In a language that wanders in a rhythmic pretuguês,³ syncopating the repetition of differences, Stella dislodges previous notions of what time, space, home, family, science, the body and its study are – and proceeds as far as possible. Her vocals contain vertebrae, and she constructs worlds of language to cast an exu-chatter that tears through time and kills, today, the echoes of yesterday.

sara ramos
translated from Portuguese by philip somervell

Stella do Patrocínio (Rio de Janeiro, Brazil, 1941 – 1992), a poet, gained recognition only after her death, following over thirty years of confinement at the Colônia Juliano Moreira in Rio de Janeiro. Her posthumous fame came with the publication of the book Reino dos bichos e dos animais é o meu nome, edited by the poet and philosopher Viviane Mosé. The book was assembled using recordings of Patrocínio’s spoken words captured by visual artist Carla Guagliardi in the late 1980s, along with transcriptions of other conversations by psychologist Mônica Ribeiro de Souza.

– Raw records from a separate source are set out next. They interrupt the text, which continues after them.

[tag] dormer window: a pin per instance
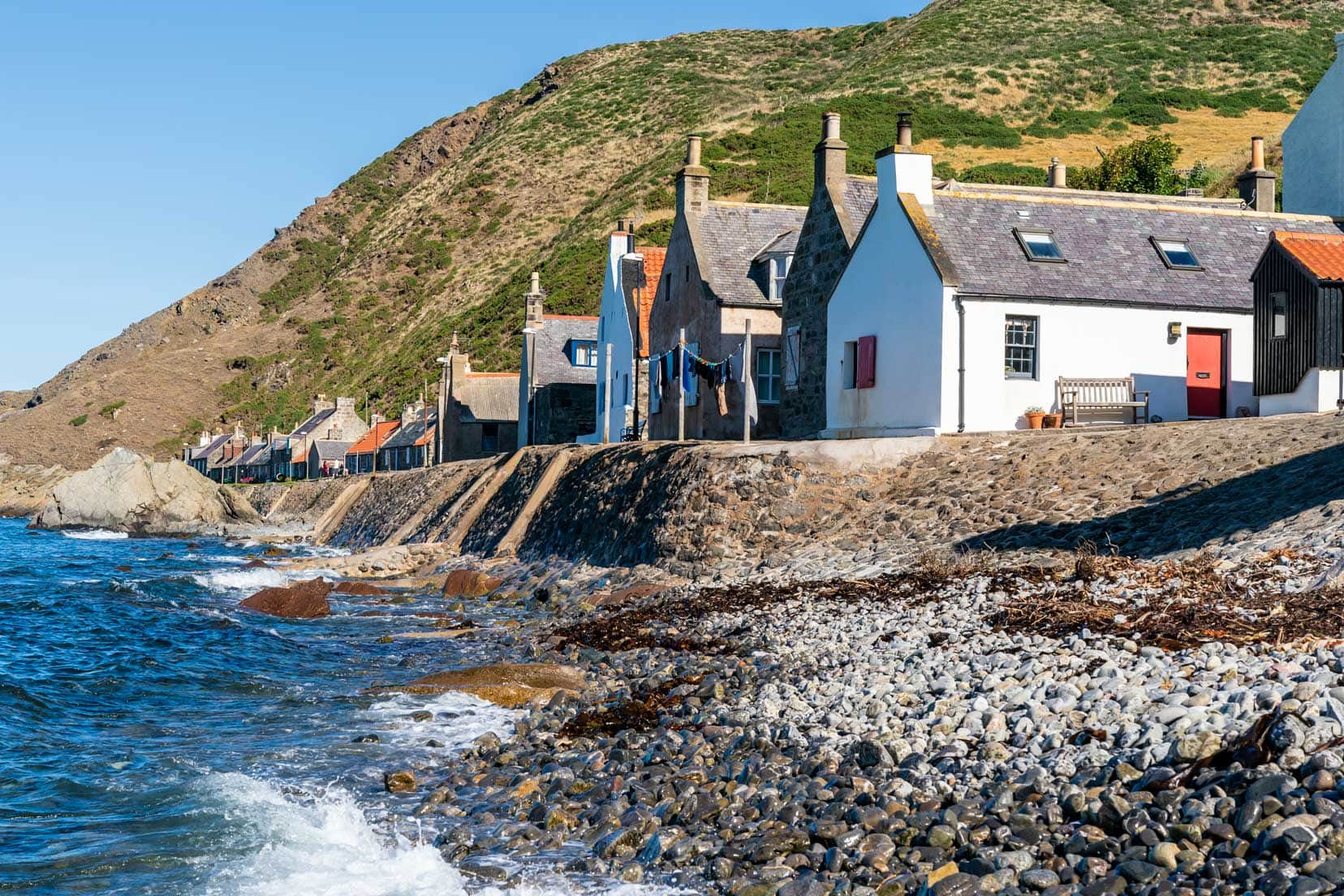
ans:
(777, 272)
(584, 354)
(1176, 253)
(1039, 245)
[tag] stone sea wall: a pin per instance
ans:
(852, 508)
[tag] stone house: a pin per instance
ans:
(339, 422)
(362, 454)
(411, 444)
(557, 373)
(963, 304)
(840, 203)
(327, 457)
(726, 264)
(631, 280)
(480, 410)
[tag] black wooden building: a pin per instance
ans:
(1299, 286)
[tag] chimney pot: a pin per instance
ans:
(1058, 174)
(1257, 153)
(831, 125)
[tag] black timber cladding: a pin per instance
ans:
(1313, 332)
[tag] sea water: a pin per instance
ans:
(157, 739)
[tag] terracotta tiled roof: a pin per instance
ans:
(1320, 254)
(375, 438)
(653, 258)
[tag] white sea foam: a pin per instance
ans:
(317, 846)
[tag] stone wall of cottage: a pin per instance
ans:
(563, 411)
(816, 266)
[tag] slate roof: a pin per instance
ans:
(417, 430)
(312, 424)
(859, 196)
(652, 256)
(215, 445)
(1320, 254)
(492, 398)
(331, 449)
(1105, 239)
(731, 237)
(256, 455)
(374, 438)
(551, 356)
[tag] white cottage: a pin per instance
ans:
(963, 304)
(628, 288)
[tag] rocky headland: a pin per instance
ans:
(124, 492)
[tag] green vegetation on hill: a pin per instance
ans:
(440, 237)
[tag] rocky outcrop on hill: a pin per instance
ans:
(128, 493)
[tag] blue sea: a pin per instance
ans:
(157, 739)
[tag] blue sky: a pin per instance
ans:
(147, 148)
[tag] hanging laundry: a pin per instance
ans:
(655, 386)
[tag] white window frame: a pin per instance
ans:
(1034, 346)
(1278, 315)
(584, 346)
(769, 381)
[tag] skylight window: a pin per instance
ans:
(1039, 245)
(1176, 254)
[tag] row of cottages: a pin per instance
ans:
(554, 394)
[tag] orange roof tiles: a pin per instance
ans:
(653, 260)
(374, 438)
(1320, 254)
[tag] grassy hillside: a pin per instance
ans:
(364, 288)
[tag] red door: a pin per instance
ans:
(1204, 373)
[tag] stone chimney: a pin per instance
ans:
(532, 303)
(692, 182)
(1058, 174)
(903, 171)
(829, 155)
(1256, 184)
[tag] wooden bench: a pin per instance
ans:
(1097, 394)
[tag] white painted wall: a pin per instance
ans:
(1313, 148)
(890, 289)
(614, 328)
(1317, 391)
(1089, 340)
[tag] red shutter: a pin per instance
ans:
(867, 373)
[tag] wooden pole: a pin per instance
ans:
(680, 373)
(606, 394)
(746, 377)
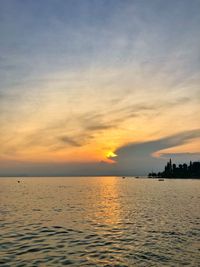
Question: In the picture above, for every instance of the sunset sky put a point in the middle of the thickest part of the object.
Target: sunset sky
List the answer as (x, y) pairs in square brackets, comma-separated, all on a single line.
[(98, 87)]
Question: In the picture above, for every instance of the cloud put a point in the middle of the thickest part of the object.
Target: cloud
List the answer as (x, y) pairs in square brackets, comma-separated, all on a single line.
[(138, 158), (70, 141)]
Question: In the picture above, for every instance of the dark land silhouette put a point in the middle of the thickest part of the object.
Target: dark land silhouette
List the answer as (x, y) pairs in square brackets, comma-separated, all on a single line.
[(178, 171)]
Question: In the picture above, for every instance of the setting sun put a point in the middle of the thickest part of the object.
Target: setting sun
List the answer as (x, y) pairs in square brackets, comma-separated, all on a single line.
[(111, 154)]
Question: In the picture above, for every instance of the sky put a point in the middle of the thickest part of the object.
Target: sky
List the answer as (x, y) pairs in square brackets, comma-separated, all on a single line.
[(98, 87)]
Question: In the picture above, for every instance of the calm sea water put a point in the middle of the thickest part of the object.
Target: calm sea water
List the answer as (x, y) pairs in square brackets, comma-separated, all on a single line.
[(107, 221)]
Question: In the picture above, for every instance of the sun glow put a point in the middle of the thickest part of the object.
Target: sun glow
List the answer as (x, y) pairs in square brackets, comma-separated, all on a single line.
[(110, 155)]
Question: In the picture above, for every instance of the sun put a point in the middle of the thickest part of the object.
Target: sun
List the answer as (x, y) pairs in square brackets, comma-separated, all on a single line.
[(110, 155)]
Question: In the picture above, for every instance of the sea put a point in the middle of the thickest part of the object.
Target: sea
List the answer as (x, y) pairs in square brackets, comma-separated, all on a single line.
[(99, 221)]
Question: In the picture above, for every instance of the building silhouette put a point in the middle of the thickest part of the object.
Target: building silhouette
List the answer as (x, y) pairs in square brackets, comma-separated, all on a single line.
[(178, 171)]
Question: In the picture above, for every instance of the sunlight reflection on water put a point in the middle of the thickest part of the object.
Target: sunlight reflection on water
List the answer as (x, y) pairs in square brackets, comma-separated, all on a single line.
[(100, 221)]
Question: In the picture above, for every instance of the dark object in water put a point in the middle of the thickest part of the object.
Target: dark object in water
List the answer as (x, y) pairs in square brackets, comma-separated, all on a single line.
[(183, 171)]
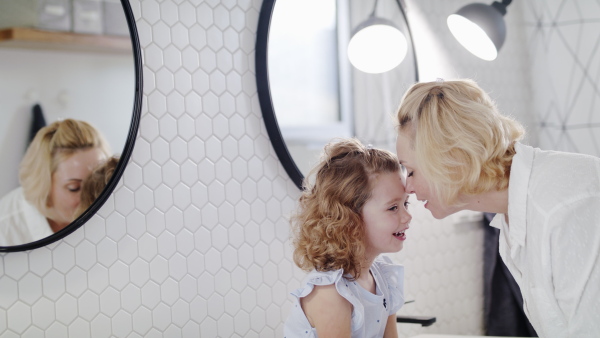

1. A reference to Grada Kilomba, Ilusões vol. I – Narciso e Eco. In Grada Kilomba: Desobediências poéticas. Exhibition catalog. São Paulo: Pinacoteca de São Paulo, 2019.
2. CD2_01. Third part of testimonies/interviews/talks. 6’53”. In: Sara Martins Ramos, Stella do Patrocínio: entre a letra e a negra garganta de carne, 2022. Master’s Dissertation – 2022. Available at: dspace.unila.edu.br/handle/123456789/6465. Accessed on: Jun 2, 2023.
3. A pun between the words “Black” and “Portuguese”. Reference to Lélia González, “Racismo e sexismo na cultura brasileira”. Revista Ciências Sociais Hoje, Anpocs, pp. 223-44, 1984.